2021.2.16
同じ競技という勝負の場で競う兄弟姉妹の心の内を考える~高木菜那・美帆(スピードスケート選手)
髙木美帆(たかぎ・みほ)●94年北海道生まれ。スピードスケート選手。姉の菜那同様、兄弟の影響でスケートを始め、幼いころから頭角を現す。2009年のバンクーバー五輪代表選考会で、女子スピードスケート1500mを中学新記録で優勝するなどし、1000m、1500m、チームパシュートで、史上最年少(スピードスケート)のオリンピック代表に選出された。
女子スピードスケート1500mの世界記録、及び1000mと3000mの日本記録を保持。
姉妹ともに同種目で金メダルという快挙をなしとげた菜那・美帆選手
兄弟姉妹とは不思議な存在である。もちろん似ている部分は多いのだが、さりとて同じ分野でともに活躍しようとすると、途端に難しくなる。どうしても比べられてしまうからだ。

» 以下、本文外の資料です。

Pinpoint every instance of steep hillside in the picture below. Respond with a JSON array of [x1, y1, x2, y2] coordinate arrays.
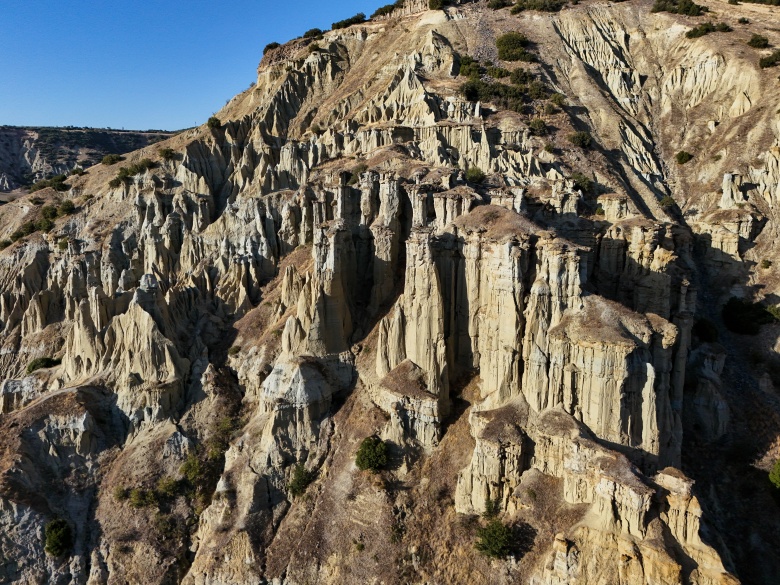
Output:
[[0, 126, 177, 192], [0, 0, 780, 585]]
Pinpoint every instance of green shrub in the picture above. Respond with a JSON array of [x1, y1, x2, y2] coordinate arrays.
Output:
[[466, 167, 485, 184], [27, 357, 62, 374], [510, 0, 577, 14], [157, 147, 176, 160], [528, 118, 547, 136], [475, 520, 512, 558], [263, 43, 282, 55], [509, 69, 534, 86], [685, 22, 715, 39], [43, 518, 73, 557], [496, 32, 535, 61], [303, 28, 322, 39], [721, 297, 776, 335], [549, 93, 566, 108], [30, 175, 70, 193], [347, 163, 368, 185], [57, 199, 76, 216], [355, 436, 387, 473], [482, 498, 499, 520], [128, 488, 157, 508], [568, 132, 593, 148], [156, 477, 179, 499], [100, 154, 125, 165], [526, 80, 550, 100], [758, 49, 780, 69], [287, 463, 315, 498], [114, 485, 130, 502], [571, 173, 596, 193], [769, 459, 780, 489], [674, 150, 693, 165], [35, 217, 54, 232], [460, 79, 544, 113], [332, 12, 366, 30], [748, 34, 769, 49], [153, 513, 185, 540], [650, 0, 709, 16]]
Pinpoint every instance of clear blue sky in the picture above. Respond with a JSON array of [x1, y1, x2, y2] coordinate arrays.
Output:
[[0, 0, 384, 130]]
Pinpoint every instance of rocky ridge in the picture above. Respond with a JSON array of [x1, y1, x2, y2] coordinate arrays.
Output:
[[0, 0, 780, 585]]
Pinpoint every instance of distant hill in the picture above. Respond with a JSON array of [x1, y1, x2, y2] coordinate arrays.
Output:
[[0, 126, 175, 192]]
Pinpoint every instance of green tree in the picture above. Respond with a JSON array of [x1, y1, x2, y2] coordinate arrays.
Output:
[[769, 459, 780, 489], [355, 436, 387, 473], [101, 154, 123, 165], [748, 34, 769, 49], [569, 132, 593, 148], [287, 463, 314, 498]]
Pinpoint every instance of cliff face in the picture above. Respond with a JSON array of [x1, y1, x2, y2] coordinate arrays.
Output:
[[0, 126, 172, 192], [0, 1, 780, 585]]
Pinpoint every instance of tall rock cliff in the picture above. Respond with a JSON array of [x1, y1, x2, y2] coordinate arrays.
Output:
[[0, 0, 780, 585]]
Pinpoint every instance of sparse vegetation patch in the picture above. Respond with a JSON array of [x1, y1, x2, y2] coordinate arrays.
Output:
[[43, 518, 73, 557], [355, 436, 387, 473]]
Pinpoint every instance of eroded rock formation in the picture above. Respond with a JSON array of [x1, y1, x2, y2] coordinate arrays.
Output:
[[0, 0, 780, 585]]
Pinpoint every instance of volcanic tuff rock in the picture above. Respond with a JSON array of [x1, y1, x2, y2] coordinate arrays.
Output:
[[0, 0, 780, 585]]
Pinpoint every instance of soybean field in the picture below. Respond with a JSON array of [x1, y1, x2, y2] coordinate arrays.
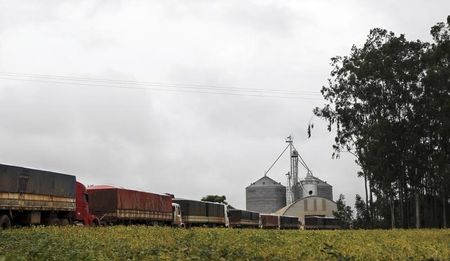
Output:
[[0, 226, 450, 260]]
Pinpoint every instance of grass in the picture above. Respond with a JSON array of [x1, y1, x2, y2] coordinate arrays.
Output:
[[0, 226, 450, 260]]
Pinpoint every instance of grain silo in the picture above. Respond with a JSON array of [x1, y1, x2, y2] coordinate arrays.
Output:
[[245, 176, 286, 213]]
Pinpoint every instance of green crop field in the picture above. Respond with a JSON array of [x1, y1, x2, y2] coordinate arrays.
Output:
[[0, 226, 450, 260]]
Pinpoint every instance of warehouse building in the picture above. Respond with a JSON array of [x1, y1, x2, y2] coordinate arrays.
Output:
[[275, 196, 337, 224]]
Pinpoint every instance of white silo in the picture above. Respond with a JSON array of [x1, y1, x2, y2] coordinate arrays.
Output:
[[300, 175, 318, 197]]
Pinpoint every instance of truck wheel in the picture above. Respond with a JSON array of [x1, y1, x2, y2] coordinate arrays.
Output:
[[0, 215, 11, 230], [61, 218, 70, 226], [48, 217, 61, 226]]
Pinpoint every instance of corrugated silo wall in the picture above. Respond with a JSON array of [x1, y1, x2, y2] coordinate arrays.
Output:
[[245, 186, 286, 213], [317, 183, 333, 201]]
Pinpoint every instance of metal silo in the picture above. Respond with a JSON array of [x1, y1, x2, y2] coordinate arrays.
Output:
[[317, 179, 333, 201], [300, 175, 318, 197], [245, 176, 286, 213]]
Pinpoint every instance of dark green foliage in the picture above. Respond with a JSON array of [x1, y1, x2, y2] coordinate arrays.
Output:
[[333, 194, 353, 228], [308, 16, 450, 227]]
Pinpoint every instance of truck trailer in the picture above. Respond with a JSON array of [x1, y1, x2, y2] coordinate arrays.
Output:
[[228, 209, 260, 228], [87, 185, 181, 226], [0, 164, 98, 229], [173, 198, 229, 227]]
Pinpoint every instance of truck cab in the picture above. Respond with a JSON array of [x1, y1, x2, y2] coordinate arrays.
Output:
[[73, 181, 100, 226], [172, 203, 184, 227]]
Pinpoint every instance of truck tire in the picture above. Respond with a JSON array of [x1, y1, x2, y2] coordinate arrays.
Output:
[[0, 215, 11, 230], [48, 217, 61, 226], [61, 218, 70, 226]]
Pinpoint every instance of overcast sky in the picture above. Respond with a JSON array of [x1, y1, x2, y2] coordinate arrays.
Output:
[[0, 0, 450, 208]]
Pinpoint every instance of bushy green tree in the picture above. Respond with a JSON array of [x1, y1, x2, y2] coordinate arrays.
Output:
[[308, 16, 450, 228], [333, 194, 353, 228]]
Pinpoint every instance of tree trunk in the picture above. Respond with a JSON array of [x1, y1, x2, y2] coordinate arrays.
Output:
[[364, 172, 371, 223], [399, 184, 405, 228], [390, 196, 395, 229], [415, 188, 420, 228], [442, 192, 447, 228], [369, 181, 375, 224]]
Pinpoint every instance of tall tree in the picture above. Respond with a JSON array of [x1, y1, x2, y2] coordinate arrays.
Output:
[[333, 194, 353, 228], [308, 16, 450, 228]]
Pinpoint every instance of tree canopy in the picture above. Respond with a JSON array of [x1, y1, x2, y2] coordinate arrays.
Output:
[[308, 16, 450, 227]]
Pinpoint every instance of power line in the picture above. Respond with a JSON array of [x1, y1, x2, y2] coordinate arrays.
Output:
[[0, 72, 321, 100]]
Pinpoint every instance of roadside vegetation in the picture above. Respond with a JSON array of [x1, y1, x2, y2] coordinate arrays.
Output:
[[0, 226, 450, 260]]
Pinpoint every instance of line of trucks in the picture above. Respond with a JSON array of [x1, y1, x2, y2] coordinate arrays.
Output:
[[0, 164, 316, 229]]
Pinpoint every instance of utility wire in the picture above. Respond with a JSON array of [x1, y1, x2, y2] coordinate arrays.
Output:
[[0, 72, 321, 96], [0, 72, 321, 100], [264, 144, 290, 176]]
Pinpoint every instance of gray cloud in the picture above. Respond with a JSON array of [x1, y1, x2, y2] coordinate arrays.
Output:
[[0, 1, 450, 208]]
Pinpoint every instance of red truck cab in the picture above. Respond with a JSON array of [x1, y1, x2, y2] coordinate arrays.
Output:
[[74, 181, 100, 226]]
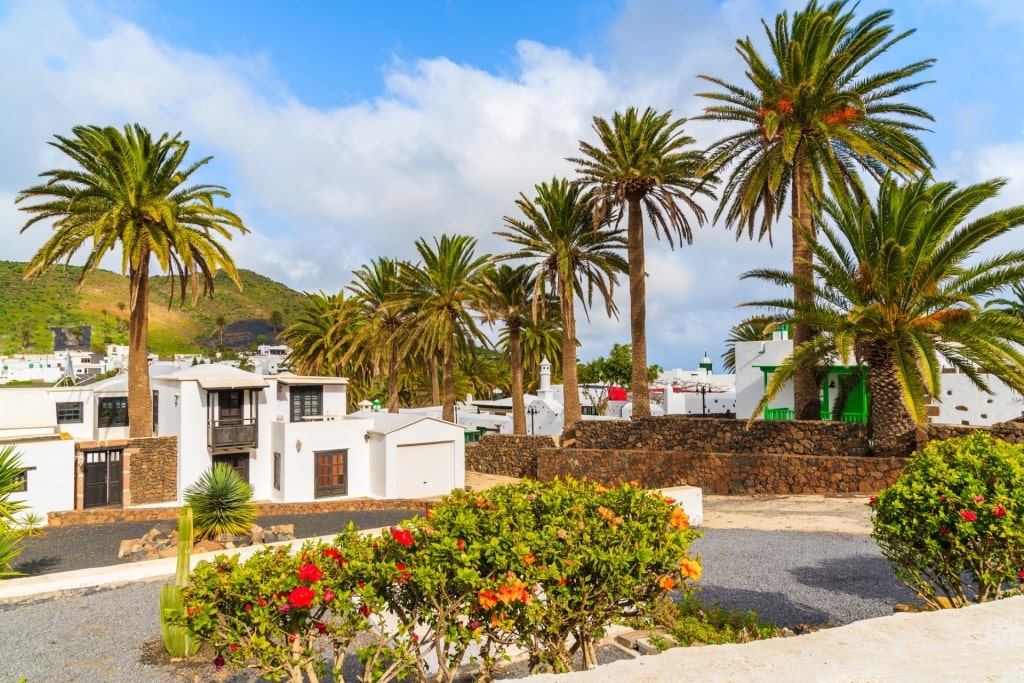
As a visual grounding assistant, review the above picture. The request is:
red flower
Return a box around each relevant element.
[299,564,324,584]
[391,526,415,548]
[288,586,316,607]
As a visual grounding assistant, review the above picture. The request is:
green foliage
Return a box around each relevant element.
[160,506,203,658]
[654,595,778,645]
[177,480,700,682]
[185,463,256,541]
[0,261,306,356]
[871,431,1024,607]
[176,525,376,683]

私自身は三姉弟の真ん中で、姉も弟も全く違う分野に進んだため、特にそのような難しさとは無縁に生きてくることができた。これがもし、姉がセンスのある絵を描いて脚光を浴びていたら、弟が面白い文章を書いてベストセラーを連発していたら……と想像すると、嫉妬でのたうち回らない自信は全くない。
というわけで、同じ分野において兄弟姉妹で活躍している人を見ると、無条件に尊敬してしまう。
ことにスポーツにおいては、「競うこと」が全面に押し出されている分野であるため、同じ競技の場で切磋琢磨している兄弟姉妹選手たちは、特に気になる存在になるはずだ。そして、兄弟姉妹で共に優れた結果を残している選手の場合、身体能力もさることながら、「普通の人が陥りがちな嫉妬とか比較とかとは無縁で、お互いに高めあってきたのだろうなあ」と、その高潔な精神も羨ましくなるのである。
2018年に行われた平昌冬季五輪において、チームパシュート(団体追い抜き)で金メダルを獲得したスピードスケートの髙木菜那・美帆姉妹にも、そうした「高めあう姉妹」という印象を持った。
姉妹でともに金メダルを獲得したのは日本初の快挙であり、さらにこのオリンピックで、菜那は新種目マススタートで金メダル、美帆は1500mで銀メダル、1000mで銅メダルを獲得するなど目覚ましい活躍を見せたからだ。
姉妹が両方ともこれだけの結果を残せる選手はそうはいないだろう。
とはいえ、二人ともに順風満帆な競技人生を送ってきたのかといえば、そういうわけでもなさそうである。